## This site is under construction. Please check back every few weeks for updates

COMMON MISTEAKS MISTAKES IN USING STATISTICS: Spotting and Avoiding Them

# More Precise Definition of Simple Random Sample

In practice in applying statistical techniques, we are interested in random variables defined on the population under study. In the examples mentioned in the preceding page, we might be interested in:

Example 1: The difference in blood pressure with and without taking a certain drug.
Example 2: The number of heart bypass surgeries performed in a particular year, or the number of such surgeries that are successful, or the number in which the patient has complications of surgery, etc.
Example 3: The number that comes up on the die.

If we take a sample of units from the population, we have a corresponding sample of values of the random variable.

For example, if the random variable (let's call it Y) is difference in blood pressure with and without taking the drug, then the sample will consist of values we can call
y1, y2, ..., yn,
where
n = number of people in the sample from the population
and where
The people in the sample are listed as person 1, person 2, etc.
y1 = the difference in blood pressures (that is, the value of Y) for the first person in the sample,
y2 = the difference in blood pressures (that is, the value of Y) for the second person in the sample
etc.

»» If the next paragraph is too complex or mathematical for you, just skip to The Bottom Line below.

Abstractly, we can think of this situation as describing n random variables Y1, Y2, ..., Yn as follows:
Y1 is defined as the value of Y for the first person in a sample of the population;
Y1 is defined as the value of Y for the first person in a  sample of the population;
etc.
The difference between using the small y's and the large Y's is that when we use the small y's we are thinking of a fixed sample of size n from the population, but when we use the large Y's, we are thinking of letting the sample vary (but always with size n).

Precise definition of simple random sample of a random variable:

"The sample y1, y2, ..., yn is a simple random sample" means that the associated random variables Y1, Y2, ..., Yn are independent.

Intuitively, "independent" means that the values of any subset of the random variables Y1, Y2, ..., Yn do not influence the values of the other random variables in the list.

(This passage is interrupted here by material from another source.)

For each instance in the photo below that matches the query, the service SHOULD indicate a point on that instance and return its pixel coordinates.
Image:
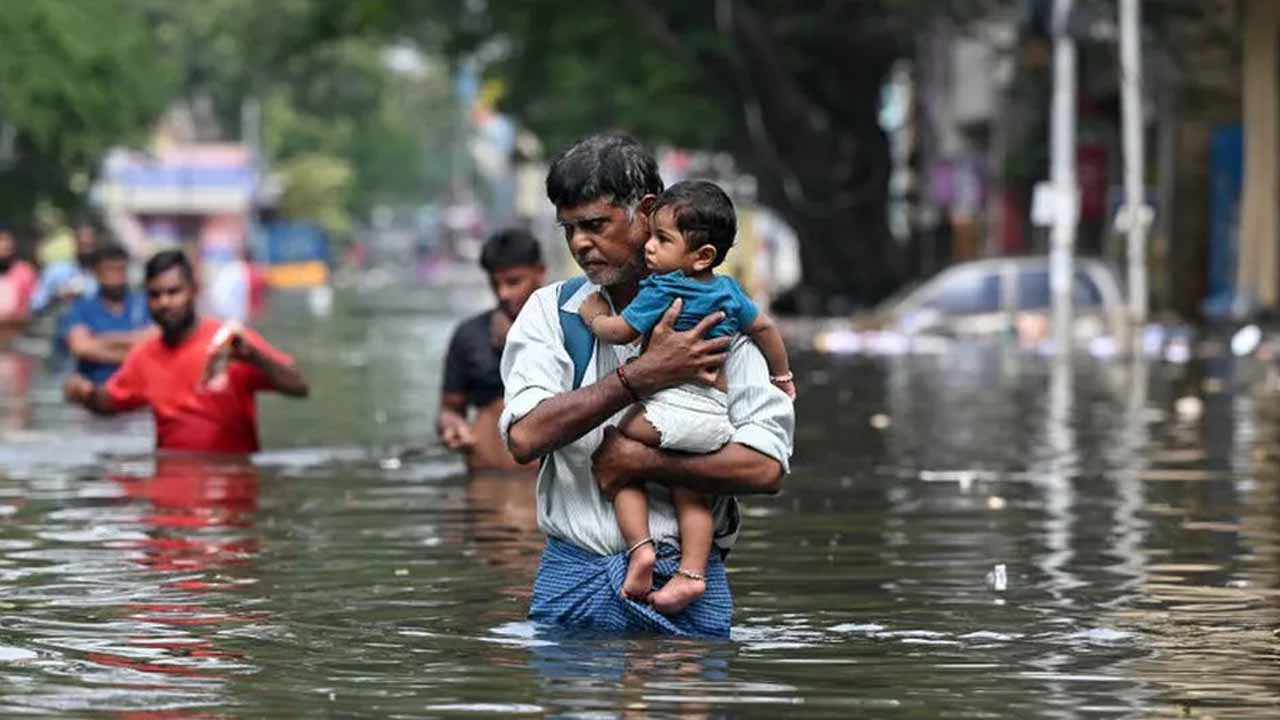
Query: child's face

This is the mathematical formulation of "random process" in this situation.

Connection with the initial definition of simple random sample

Recall Example 3 above:

We are tossing a die;  the number that comes up on the die is our random variable Y.

If we use the Moore and McCabe's definition of simple random sample, our population is all possible tosses of the die. Our simple random sample is n different tosses. The different tosses of the die are independent events, which means that in the precise definition above, the random variables
Y1, Y2, ..., Yn are indeed independent: The numbers that come up in some tosses in no way influence the numbers that come up in other tosses.

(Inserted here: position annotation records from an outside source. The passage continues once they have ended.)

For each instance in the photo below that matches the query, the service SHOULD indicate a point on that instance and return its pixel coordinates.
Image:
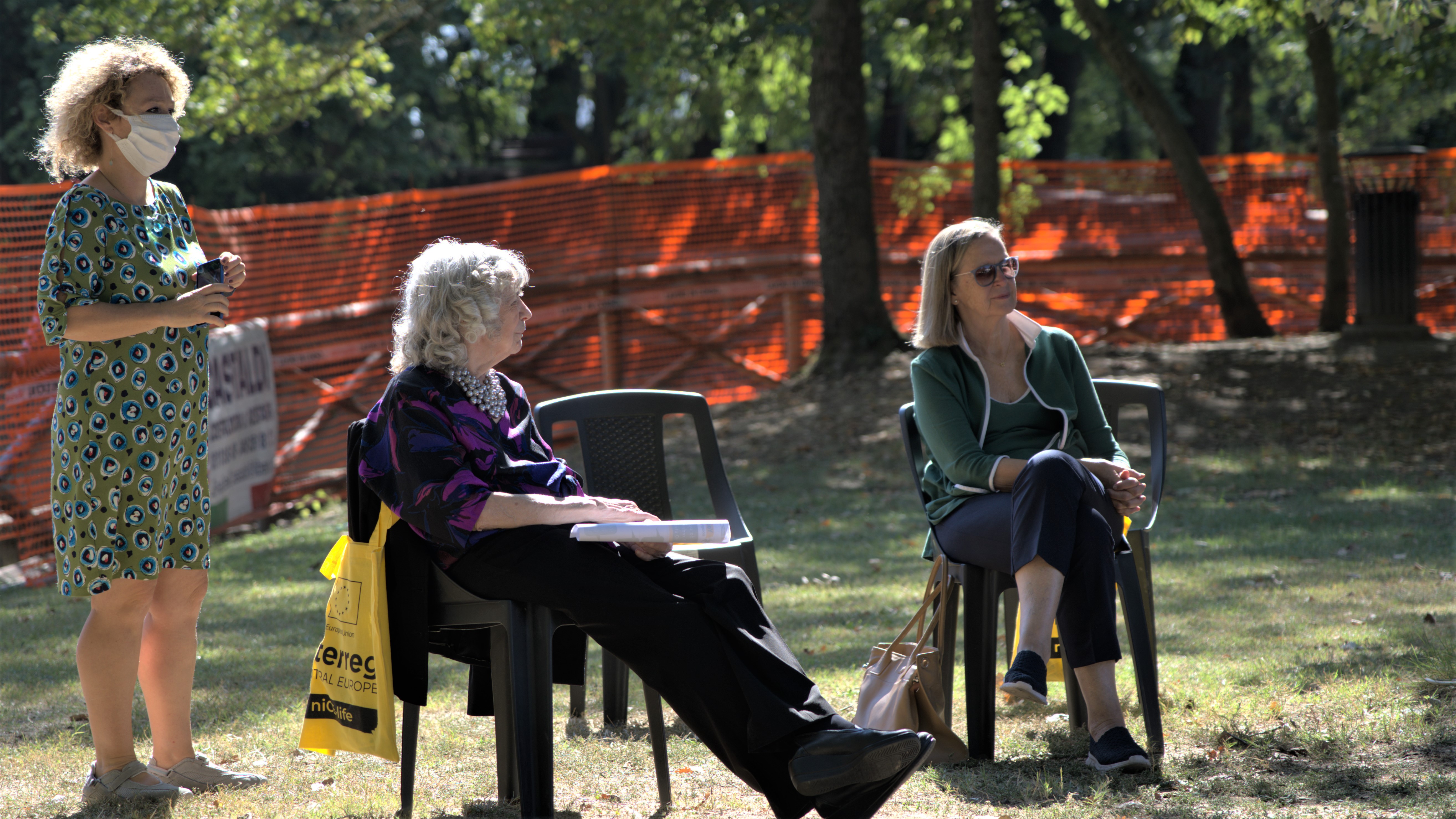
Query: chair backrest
(1113, 396)
(363, 503)
(621, 433)
(1117, 394)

Compare this with example 2:

Our population is all hospitals in the U.S. that perform heart bypass surgery.

If we use Moore and McCabe's definition of simple random sample of size n, we end up with n distinct  hospitals.

This means that when we have chosen the first hospital in our simple random sample, we cannot choose it again to be in our simple random sample. Thus the events "Choose the first hospital in the sample; choose the second hospital in the sample; ... ," are not independent events: The choice of first hospital restricts the choice of the second and subsequent hospitals in the sample.

If we now consider the random variable Y = the number of heart bypass surgeries performed in 2008,  then a consequence is that the
random variables
Y1, Y2, ..., Yn
are not independent

The Bottom Line:

In many cases, the Moore-McCabe definition does not coincide with the more precise definition.

More specifically, the Moore-McCabe definition allows sampling without replacement, whereas the more precise definition requires sampling with replacement.

The Bad News: The precise definition is the one that is used in the mathematical theorems that justify the procedures of statistical inference.

The Good News: If the population is large enough, the Moore -McCabe definition is close enough for all practical purposes.

Unfortunately, the question,"How large is large enough?" does not have a simple answer.